Different Shades of Red

Different Shades of Red

By Anita Wairimu

I stood before a mirror; I could hardly recognize the woman who was staring back at me. She was withdrawn, drained, and her eyes were hollow. She was a shell of her former self. A beautiful shell none the less. Her once lively big, dark brown eyes looked void and haunted. She knew this day was coming, but she never expected it this soon.

I was born in a little village on the slopes of Mount Kenya. My mother was the most beautiful woman in that village. She had a dark chocolate complexion, a heart-shaped face with dimples on each cheek, red full lips, and perfectly lined white teeth. She had luscious curves, and shapely beautiful legs, she stood at five feet two inches. She was short and perfect.  Unfortunately, she died from a gruesome shootout at our local bank where she worked as a teller. I was only fourteen then and I needed her the most at the time, you know, teenage hood and all. She was the kindest person I’ve ever known. My father was devastated for losing her, losing his queen, the love of his life. I was depressed.

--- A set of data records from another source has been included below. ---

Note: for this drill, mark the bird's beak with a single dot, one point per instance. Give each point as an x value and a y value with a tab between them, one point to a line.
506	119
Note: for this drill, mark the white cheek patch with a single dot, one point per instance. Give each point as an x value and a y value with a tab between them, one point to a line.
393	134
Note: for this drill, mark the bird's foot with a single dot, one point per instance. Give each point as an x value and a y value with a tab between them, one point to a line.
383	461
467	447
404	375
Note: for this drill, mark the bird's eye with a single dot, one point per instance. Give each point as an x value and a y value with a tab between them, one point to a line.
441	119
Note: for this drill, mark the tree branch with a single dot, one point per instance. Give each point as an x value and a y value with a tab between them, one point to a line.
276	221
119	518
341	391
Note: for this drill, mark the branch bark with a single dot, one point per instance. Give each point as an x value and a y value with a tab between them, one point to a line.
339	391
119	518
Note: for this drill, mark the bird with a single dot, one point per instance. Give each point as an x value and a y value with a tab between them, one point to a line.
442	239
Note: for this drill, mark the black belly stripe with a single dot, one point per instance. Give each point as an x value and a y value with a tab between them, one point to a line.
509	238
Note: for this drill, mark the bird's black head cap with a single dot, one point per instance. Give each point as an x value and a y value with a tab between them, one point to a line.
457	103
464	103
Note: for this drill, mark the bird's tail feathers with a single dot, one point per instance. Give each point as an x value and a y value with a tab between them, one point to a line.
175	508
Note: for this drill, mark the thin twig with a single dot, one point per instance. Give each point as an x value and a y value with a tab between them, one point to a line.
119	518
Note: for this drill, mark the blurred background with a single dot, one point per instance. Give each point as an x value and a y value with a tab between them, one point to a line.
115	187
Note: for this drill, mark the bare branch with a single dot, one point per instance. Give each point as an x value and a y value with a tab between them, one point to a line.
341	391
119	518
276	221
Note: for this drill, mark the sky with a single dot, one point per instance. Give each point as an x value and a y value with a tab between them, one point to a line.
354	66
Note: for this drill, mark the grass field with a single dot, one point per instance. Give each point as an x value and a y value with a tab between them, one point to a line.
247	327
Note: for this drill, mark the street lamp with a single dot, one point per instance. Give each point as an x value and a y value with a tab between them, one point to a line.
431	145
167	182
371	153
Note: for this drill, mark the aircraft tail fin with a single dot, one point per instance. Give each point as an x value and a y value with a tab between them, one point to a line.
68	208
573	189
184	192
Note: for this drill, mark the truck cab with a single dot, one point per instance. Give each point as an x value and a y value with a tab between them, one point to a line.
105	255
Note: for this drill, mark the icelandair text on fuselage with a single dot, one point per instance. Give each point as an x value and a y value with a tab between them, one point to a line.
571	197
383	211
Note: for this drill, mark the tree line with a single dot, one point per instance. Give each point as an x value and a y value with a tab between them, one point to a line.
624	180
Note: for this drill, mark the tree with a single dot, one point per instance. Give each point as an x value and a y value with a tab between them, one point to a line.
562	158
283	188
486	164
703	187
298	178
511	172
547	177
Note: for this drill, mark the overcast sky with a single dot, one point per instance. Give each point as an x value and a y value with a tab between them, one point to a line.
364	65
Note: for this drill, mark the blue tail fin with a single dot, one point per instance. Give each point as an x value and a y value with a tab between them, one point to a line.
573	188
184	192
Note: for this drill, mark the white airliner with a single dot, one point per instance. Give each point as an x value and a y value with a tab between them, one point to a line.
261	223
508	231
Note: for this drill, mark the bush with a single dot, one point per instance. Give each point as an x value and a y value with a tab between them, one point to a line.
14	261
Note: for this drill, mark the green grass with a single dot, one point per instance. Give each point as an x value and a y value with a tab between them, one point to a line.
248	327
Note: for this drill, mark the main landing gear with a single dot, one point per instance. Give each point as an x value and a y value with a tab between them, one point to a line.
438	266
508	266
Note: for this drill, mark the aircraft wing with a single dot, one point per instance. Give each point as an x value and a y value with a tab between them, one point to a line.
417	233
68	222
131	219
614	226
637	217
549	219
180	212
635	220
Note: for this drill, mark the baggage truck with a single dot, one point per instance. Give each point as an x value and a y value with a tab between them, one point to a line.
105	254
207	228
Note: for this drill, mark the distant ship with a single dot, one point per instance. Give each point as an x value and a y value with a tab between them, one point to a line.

None of us was prepared for such a loss; none of us saw it coming.

Being an only child with a dead mother and a workaholic, drunken father was not easy. My father decided to replace his dead wife with work and liquor. He totally forgot that he had a daughter to bring up. As long as school fee was paid, he cared less about anything else relating to his daughter. He had lost a wife, yes, but I too lost a mother, confidant and best friend for God’s sake.

The school holidays were hell, watching my dad kill himself with booze was bad enough. He listened to nobody; he spent most of his time at work. I hardly saw him home, and when I did he was too drunk. He was a performer, he excelled in every project he put his hands on, promotion after promotion he got. He was an excellent accountant, he loved figures. He had an eye for good businesses; he could turn a shell of a business to a million making business. The trouble is that he could not do the same to his life.

I buried myself in books, I had no friends, didn’t want them. I felt like they were trying to replace my mum and I could not allow that. That spot was already taken, and the owner was long gone, it made me cold. I excelled in school, scoring straight A’s. I’m the spitting image of my mum or so I’m told only a bit taller, but trust me, she was way more beautiful than I will ever be. But I took my father’s brain. I loved figures as he did, I remember when I was young we would play the figures game. My mum would just watch us in amazement and tell me that I indeed am my father’s daughter.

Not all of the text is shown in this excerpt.